While a loan might not be sufficient to meet the entire cost of an educational course, it could be a great help. "These days, many parents decide to let their children take education loans just to ensure they learn financial discipline. Parents tend to retain their savings for emergencies or unforeseen expenses," says Bohora.
Usually, it is the first loan a student avails of and, therefore, by repaying on time, students can build good credit histories; this will be of immense help when they seek to avail of automobile loans, home loans, credit cards, etc. "With timely education loan repayment histories, students have been building great credit scores for themselves. In many cases, they get pre-approved loans for other requirements, based on impressive credit scores," Bohora adds.
In the case of studies abroad, students must consider additional sources of funding such as scholarships or part-time jobs, as the funds required are quite high says Suresh Sadagopan, founder, Ladder7 Financial Services. "Given a post-graduate course in a country such as the US could cost up to Rs 30 lakh, or more, per year, it is not possible for parents to fund a child's education on their own. And, dipping into their retirement savings for this purpose is not advisable.
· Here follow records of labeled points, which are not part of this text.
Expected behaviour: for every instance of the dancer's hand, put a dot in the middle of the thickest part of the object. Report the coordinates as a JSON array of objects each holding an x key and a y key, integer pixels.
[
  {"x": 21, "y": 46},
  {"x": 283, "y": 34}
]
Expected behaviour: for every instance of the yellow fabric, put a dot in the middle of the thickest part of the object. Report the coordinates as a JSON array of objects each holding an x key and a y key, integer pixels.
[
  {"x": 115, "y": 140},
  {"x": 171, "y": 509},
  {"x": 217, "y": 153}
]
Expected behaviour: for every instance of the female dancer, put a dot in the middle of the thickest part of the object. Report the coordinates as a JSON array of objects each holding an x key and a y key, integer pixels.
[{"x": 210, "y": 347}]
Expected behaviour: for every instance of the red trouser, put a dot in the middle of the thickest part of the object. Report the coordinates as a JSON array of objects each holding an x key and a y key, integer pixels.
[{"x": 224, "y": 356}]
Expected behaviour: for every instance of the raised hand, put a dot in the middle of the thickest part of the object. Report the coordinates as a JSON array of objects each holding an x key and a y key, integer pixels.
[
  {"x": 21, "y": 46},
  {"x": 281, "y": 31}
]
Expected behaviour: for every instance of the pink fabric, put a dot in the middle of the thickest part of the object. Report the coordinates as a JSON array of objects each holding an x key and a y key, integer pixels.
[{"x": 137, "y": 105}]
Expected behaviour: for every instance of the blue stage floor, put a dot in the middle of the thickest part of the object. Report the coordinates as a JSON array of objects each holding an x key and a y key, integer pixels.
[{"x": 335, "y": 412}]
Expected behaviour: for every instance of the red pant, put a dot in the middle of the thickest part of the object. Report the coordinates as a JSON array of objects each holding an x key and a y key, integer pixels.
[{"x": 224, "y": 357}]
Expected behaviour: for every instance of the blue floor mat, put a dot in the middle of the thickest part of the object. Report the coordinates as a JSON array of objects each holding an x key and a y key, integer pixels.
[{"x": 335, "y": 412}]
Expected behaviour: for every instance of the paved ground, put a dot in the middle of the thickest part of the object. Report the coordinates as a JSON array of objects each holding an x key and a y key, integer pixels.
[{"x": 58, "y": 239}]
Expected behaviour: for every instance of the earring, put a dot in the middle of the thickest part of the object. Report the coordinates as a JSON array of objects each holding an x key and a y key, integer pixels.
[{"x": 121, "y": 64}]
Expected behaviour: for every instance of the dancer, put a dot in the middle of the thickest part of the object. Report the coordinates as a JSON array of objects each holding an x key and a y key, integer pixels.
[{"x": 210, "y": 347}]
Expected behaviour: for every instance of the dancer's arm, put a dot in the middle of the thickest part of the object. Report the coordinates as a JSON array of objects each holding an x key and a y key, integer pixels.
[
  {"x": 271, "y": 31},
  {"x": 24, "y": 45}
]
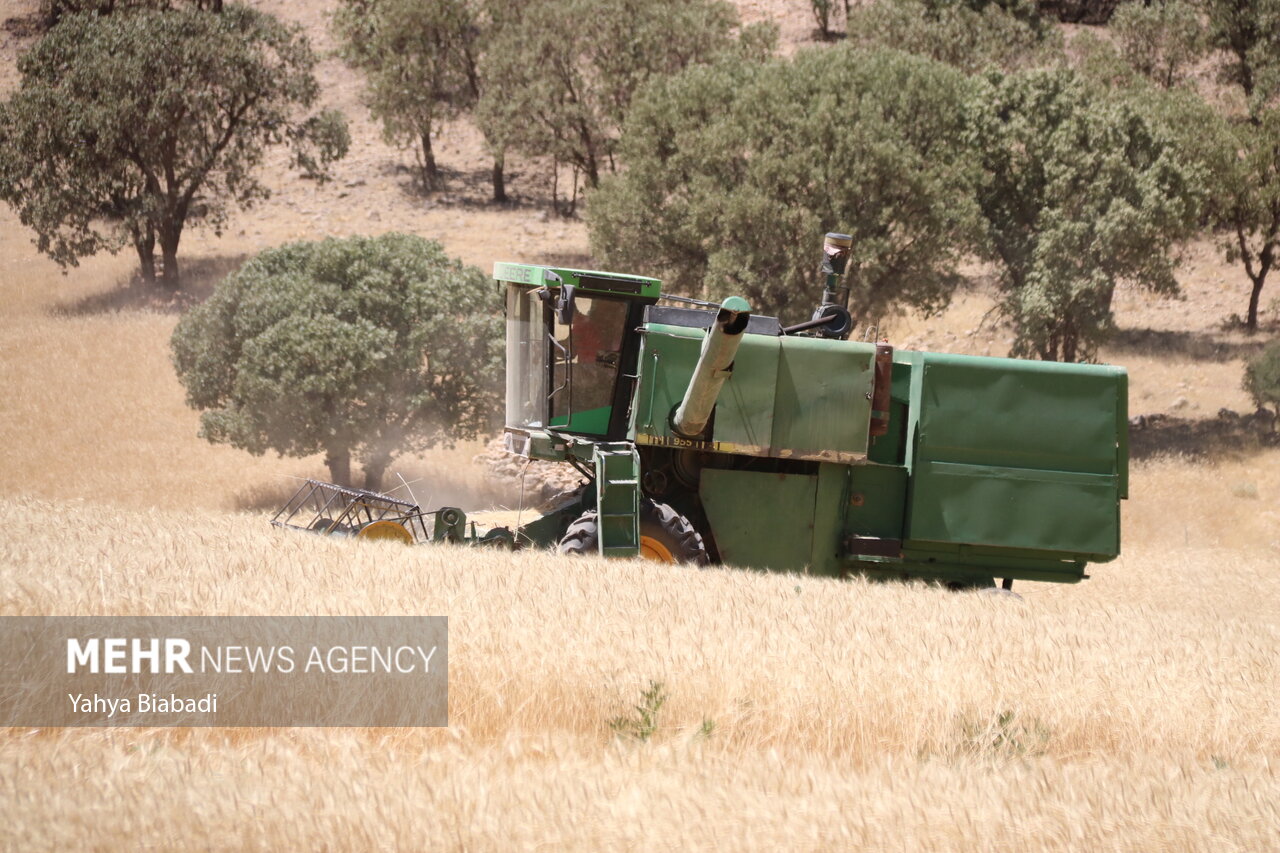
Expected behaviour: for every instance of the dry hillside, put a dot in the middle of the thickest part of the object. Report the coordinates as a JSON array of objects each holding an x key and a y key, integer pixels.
[{"x": 1134, "y": 711}]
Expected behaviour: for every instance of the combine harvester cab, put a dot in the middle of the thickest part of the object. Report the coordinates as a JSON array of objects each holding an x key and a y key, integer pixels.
[{"x": 707, "y": 434}]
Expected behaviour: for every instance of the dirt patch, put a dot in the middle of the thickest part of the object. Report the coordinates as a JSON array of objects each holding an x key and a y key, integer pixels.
[{"x": 1230, "y": 434}]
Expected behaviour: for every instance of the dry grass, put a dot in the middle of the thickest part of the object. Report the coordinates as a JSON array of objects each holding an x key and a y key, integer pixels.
[{"x": 1134, "y": 711}]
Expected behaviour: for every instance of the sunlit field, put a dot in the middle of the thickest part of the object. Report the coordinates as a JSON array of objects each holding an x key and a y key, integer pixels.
[{"x": 622, "y": 705}]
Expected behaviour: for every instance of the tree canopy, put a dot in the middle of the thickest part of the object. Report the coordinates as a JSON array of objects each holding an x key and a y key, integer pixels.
[
  {"x": 1079, "y": 192},
  {"x": 735, "y": 170},
  {"x": 420, "y": 62},
  {"x": 361, "y": 347},
  {"x": 560, "y": 74},
  {"x": 129, "y": 127},
  {"x": 967, "y": 35}
]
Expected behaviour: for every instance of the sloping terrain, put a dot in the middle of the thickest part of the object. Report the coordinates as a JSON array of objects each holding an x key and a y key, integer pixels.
[{"x": 1133, "y": 711}]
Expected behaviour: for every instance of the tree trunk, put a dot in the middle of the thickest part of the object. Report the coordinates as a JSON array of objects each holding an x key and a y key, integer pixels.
[
  {"x": 375, "y": 466},
  {"x": 1251, "y": 323},
  {"x": 338, "y": 459},
  {"x": 430, "y": 172},
  {"x": 169, "y": 237},
  {"x": 499, "y": 178},
  {"x": 145, "y": 245}
]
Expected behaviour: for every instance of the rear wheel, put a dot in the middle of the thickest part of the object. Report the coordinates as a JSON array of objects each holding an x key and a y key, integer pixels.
[{"x": 664, "y": 536}]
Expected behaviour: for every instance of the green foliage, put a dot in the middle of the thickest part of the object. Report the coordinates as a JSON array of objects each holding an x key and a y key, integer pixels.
[
  {"x": 561, "y": 73},
  {"x": 359, "y": 346},
  {"x": 643, "y": 723},
  {"x": 1079, "y": 192},
  {"x": 1160, "y": 41},
  {"x": 1248, "y": 33},
  {"x": 968, "y": 36},
  {"x": 1243, "y": 159},
  {"x": 824, "y": 13},
  {"x": 1005, "y": 737},
  {"x": 132, "y": 126},
  {"x": 1262, "y": 377},
  {"x": 735, "y": 170},
  {"x": 420, "y": 60}
]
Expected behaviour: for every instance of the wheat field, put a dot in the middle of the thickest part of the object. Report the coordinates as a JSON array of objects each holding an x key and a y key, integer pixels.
[{"x": 1136, "y": 711}]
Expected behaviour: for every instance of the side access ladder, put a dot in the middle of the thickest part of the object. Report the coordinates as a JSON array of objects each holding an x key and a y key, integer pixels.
[{"x": 617, "y": 498}]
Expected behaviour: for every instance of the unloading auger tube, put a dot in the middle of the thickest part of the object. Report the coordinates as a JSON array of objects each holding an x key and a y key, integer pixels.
[{"x": 714, "y": 365}]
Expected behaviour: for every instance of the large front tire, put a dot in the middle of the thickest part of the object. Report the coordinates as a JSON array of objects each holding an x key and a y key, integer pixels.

That is why in many cases, even if the student takes a loan, we advise them to look for a part-time job," he says.
If the tuition fees for a college in India are between Rs 50,000-Rs 2 lakh, the same outside India could be five to 10 times, says Vinayak Kamath, Director, Gee Bee Education. While undergraduate diplomas in some countries, like New Zealand and Canada, can be completed on bank loan, for graduate courses additional funds are a must.
Insurance, which is compulsory for foreign studies, is another added cost. The sum assured can vary between a minimum of $50,000 to $250,000 (Rs 30 lakh to Rs 1.5 crore).
"The sum assured will depend on the kind of college. Some colleges insist on a particular amount of insurance and some even insist that the student buys it from a local insurance company. That can be more expensive than buying a policy from an Indian insurance company," says M Ravichandran, president, insurance, Tata AIG General Insurance.
The premiums can vary from Rs 8,500 - 10,000 per year for students travelling to UK, Australia and from Rs 20,000-30,000 per year to those travelling to USA. Typically, the insurance covers study interruption, sponsor protection, compassionate visit apart from accident and sickness reimbursement and personal accident. "The policy also covers expenses if the student is hospitalised for drug abuse or for rehabilitation. We have seen incidents like this, since in most cases the students are going abroad for the first time,'' Ravichandran says.
There is always a risk the student may not get a job immediately after completing the course. So, parents have to be prepared for such a scenario, Sadagopan adds.